Enquanto não atingimos o equilíbrio entre o desejável e o possível, devemos organizar os processos de trabalho para produzir ações com qualidade, que atendam às recomendações das políticas, estratégias e programas, e que sobretudo, estejam em consonância com as necessidades locais. A esse respeito, Peduzzi e Schraiber (2009, p. 323) definem o conceito de processo de trabalho em saúde como "dimensão microscópica do cotidiano do trabalho em saúde, ou seja, à prática dos trabalhadores/profissionais de saúde inseridos no dia a dia da produção e consumo de serviços de saúde".
Ainda que a discussão seja sobre processo de trabalho, retornamos para a dimensão relacional, sobretudo na Atenção Primária, em que quase tudo que produzimos depende da relação entre profissional e usuário/comunidade.
Quando iniciamos a avaliação de um serviço de saúde, centrado no processo de trabalho, devemos observar acima de tudo os elementos que dizem respeito às relações entre os trabalhadores, e destes com os usuários, à micropolítica da organização dos serviços. (Franco et al., 2011, p. 25) |
A experiência na gestão de UBS mostrou-nos que a organização do processo de trabalho não funciona se for hierarquizado, centralizador e prescritivo. Os profissionais e usuários devem participar da criação dos fluxos internos, das escolhas por ações que precisam ser priorizadas e das estratégias de trabalho. Esse processo, se bem realizado, estará eternamente inacabado, pois envolve, conforme pode ser visualizado na Figura 4, avaliação, planejamento, ação e novamente avaliação.
Por ser uma construção coletiva, ela empodera e motiva a equipe, ao mesmo tempo em que compartilha as responsabilidades e auxilia no processo de formação permanente.
A competência do gerenciamento local de saúde possibilita boas práticas de liderança e agrega valor ao trabalho, aumentando o potencial da equipe. Segundo André e Ciampone (2007), conjuga esforços para utilizar recursos financeiros, tecnológicos, materiais e humanos de modo a ampliar a resolutividade do serviço na área de abrangência, em conformidade com o modelo assistencial pautado na epidemiologia social.
Entendendo que a gestão do processo de trabalho é coletiva e que a Atenção Primária terá que desempenhar um grande número de ações preestabelecidas, um bom ponto de partida é tentar racionalizar a equação entre as demandas e capacidade do serviço. É importante tentarmos fugir da fragmentação do processo de trabalho, pois mesmo que cada profissional execute uma etapa da ação, a equipe precisa ter consciência da totalidade do processo.
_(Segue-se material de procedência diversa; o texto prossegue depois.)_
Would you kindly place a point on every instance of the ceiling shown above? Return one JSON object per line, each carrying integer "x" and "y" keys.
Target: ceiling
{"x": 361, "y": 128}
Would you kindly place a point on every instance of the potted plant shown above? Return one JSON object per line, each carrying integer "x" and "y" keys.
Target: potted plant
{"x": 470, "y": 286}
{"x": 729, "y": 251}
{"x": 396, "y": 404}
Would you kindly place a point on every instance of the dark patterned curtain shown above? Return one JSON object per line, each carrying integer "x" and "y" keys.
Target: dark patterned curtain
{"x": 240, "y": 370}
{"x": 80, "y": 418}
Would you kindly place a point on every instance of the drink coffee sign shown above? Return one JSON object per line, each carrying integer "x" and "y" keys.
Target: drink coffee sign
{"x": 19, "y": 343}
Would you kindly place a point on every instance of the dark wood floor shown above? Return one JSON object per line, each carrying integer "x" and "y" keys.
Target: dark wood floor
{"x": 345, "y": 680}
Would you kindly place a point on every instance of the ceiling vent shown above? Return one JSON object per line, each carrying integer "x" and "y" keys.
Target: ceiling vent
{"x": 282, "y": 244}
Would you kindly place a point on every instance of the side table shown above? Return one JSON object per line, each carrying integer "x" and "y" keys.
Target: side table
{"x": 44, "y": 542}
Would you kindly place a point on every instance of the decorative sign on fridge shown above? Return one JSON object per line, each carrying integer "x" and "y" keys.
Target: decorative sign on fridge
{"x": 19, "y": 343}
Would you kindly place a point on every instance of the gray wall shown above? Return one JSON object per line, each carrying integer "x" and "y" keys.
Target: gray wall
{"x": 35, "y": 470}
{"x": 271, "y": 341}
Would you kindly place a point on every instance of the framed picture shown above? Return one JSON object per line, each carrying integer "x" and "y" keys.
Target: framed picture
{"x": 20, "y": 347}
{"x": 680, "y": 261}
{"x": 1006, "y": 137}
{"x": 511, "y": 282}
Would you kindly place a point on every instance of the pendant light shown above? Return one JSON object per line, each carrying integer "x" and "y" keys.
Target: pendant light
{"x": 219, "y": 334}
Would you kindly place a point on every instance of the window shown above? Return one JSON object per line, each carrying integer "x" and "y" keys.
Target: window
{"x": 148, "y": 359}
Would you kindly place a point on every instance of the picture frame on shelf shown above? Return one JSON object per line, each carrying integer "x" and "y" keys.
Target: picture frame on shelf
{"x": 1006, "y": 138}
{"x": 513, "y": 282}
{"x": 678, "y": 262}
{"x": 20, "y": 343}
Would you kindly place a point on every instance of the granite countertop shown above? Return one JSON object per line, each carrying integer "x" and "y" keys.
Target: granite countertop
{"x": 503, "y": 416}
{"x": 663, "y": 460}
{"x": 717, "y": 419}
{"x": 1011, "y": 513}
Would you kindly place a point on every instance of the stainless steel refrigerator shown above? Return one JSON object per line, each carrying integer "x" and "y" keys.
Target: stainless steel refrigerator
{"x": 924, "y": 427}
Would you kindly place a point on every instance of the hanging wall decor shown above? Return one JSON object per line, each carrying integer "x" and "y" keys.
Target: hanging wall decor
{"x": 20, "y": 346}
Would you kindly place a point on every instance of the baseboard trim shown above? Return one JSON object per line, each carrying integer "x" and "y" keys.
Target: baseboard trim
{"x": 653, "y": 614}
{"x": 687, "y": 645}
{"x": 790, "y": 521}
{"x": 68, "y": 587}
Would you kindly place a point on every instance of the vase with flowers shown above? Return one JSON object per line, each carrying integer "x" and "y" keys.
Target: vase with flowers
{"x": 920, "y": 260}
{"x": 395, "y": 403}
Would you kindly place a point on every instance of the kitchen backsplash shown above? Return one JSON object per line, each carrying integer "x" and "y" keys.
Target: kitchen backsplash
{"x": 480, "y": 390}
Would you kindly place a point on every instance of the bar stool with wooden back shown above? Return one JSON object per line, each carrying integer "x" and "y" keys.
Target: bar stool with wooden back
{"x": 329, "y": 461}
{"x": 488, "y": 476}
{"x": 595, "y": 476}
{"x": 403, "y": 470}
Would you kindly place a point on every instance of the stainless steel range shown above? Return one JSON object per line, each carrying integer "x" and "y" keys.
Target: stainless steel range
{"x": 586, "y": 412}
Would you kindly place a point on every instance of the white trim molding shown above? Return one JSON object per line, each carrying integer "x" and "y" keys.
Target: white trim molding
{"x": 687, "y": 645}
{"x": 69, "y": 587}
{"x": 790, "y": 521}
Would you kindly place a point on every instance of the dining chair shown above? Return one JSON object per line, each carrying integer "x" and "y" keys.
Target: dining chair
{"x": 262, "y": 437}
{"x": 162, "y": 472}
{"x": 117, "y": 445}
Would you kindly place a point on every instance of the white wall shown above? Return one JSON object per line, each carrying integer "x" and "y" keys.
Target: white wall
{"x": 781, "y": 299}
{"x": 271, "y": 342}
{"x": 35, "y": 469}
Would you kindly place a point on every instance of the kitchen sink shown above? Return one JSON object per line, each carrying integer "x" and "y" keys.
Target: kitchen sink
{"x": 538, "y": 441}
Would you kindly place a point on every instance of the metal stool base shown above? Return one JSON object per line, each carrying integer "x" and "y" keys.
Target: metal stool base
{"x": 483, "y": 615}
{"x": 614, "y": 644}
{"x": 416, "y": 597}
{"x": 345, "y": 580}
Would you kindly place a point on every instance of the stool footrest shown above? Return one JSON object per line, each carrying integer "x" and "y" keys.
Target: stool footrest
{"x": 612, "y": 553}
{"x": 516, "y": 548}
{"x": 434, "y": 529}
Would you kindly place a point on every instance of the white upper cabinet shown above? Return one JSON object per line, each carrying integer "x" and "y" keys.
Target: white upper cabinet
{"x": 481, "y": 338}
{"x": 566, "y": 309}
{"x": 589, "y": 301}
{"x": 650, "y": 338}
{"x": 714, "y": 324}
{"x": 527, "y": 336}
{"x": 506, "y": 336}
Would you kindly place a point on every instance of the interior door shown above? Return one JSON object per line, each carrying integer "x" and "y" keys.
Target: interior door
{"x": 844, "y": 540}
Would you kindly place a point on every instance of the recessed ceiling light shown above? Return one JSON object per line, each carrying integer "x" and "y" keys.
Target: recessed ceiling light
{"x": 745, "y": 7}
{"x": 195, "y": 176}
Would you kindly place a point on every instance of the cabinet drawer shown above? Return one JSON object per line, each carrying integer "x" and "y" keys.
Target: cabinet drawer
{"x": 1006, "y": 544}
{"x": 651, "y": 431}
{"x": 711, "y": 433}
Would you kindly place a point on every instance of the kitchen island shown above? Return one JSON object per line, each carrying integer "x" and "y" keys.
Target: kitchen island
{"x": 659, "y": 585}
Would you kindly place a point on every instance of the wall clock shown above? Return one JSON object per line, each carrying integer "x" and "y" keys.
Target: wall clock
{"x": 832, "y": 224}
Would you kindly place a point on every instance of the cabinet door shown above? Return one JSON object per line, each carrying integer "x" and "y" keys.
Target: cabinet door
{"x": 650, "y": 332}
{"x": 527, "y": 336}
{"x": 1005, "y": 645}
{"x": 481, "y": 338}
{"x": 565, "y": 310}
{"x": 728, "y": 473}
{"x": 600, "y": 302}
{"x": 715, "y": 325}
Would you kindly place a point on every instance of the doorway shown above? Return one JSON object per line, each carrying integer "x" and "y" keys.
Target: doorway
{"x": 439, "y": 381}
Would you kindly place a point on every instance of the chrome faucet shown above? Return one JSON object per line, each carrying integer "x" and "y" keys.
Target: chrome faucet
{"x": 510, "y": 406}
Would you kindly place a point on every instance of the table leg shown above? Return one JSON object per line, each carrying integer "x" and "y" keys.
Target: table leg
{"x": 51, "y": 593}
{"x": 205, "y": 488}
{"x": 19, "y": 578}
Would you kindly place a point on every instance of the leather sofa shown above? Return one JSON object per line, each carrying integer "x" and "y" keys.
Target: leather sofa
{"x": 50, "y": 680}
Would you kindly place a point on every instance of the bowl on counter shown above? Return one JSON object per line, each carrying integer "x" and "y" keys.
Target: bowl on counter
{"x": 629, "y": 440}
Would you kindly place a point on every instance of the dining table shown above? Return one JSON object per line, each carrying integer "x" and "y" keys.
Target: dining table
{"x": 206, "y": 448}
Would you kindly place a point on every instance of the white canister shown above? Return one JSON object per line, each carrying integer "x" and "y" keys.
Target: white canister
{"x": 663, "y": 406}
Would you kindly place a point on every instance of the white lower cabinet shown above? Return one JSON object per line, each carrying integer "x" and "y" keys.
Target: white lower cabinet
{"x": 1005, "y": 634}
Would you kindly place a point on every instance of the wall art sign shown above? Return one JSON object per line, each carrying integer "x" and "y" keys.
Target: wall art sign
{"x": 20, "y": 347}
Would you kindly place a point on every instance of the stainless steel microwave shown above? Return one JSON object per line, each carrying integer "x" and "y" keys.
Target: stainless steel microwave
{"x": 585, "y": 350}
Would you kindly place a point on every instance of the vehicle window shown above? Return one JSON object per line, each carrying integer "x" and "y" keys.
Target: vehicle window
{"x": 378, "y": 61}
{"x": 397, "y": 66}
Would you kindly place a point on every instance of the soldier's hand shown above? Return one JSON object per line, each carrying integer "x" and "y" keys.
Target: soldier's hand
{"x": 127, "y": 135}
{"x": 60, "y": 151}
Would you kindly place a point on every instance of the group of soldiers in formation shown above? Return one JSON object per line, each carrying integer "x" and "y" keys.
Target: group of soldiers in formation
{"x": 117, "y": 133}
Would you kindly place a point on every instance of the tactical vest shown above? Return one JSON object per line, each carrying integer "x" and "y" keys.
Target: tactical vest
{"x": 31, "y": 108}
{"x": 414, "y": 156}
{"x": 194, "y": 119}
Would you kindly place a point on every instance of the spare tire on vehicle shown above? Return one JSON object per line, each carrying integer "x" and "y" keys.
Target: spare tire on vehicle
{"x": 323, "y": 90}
Dessa forma, além de executar aquilo que é próprio da categoria profissional, podemos agir como facilitadores do trabalho dos demais membros da equipe. O saldo esperado é maior sincronismo das ações e assistência de melhor qualidade para os usuários.
Dito isso, reflita sobre sua atuação profissional.
O que acontece com o usuário antes e depois da minha interação com ele?
Eu facilito ou dificulto o trabalho dos outros membros da equipe?
Qual a minha participação nas diferentes ações que acontecem no Serviço?
Qual a ação dos outros membros da equipe nessas mesmas ações?
As atribuições de cada um estão claras para os trabalhadores e usuários do Serviço?
Os fluxos de referências e contrarreferências estão claros para trabalhadores e usuários?
Quais processos de trabalho podem ser simplificados ou reformulados visando melhores resultados?
Apesar de trabalhoso, sugerimos que se construa uma tabela com todas as ações realizadas no serviço com seus respectivos responsáveis ou profissionais habilitados para a execução. A materialização dessas informações pode nos auxiliar a corrigir eventuais distorções, como a sobrecarga de determinados profissionais, uma melhor distribuição das atividades, evitar a duplicação de uma mesma ação, além de utilizar melhor os recursos disponíveis no Serviço. O consolidado dessas informações, mesmo que sejam técnicas, contribuirá para que trabalhadores e usuários entendam melhor o funcionamento do Serviço.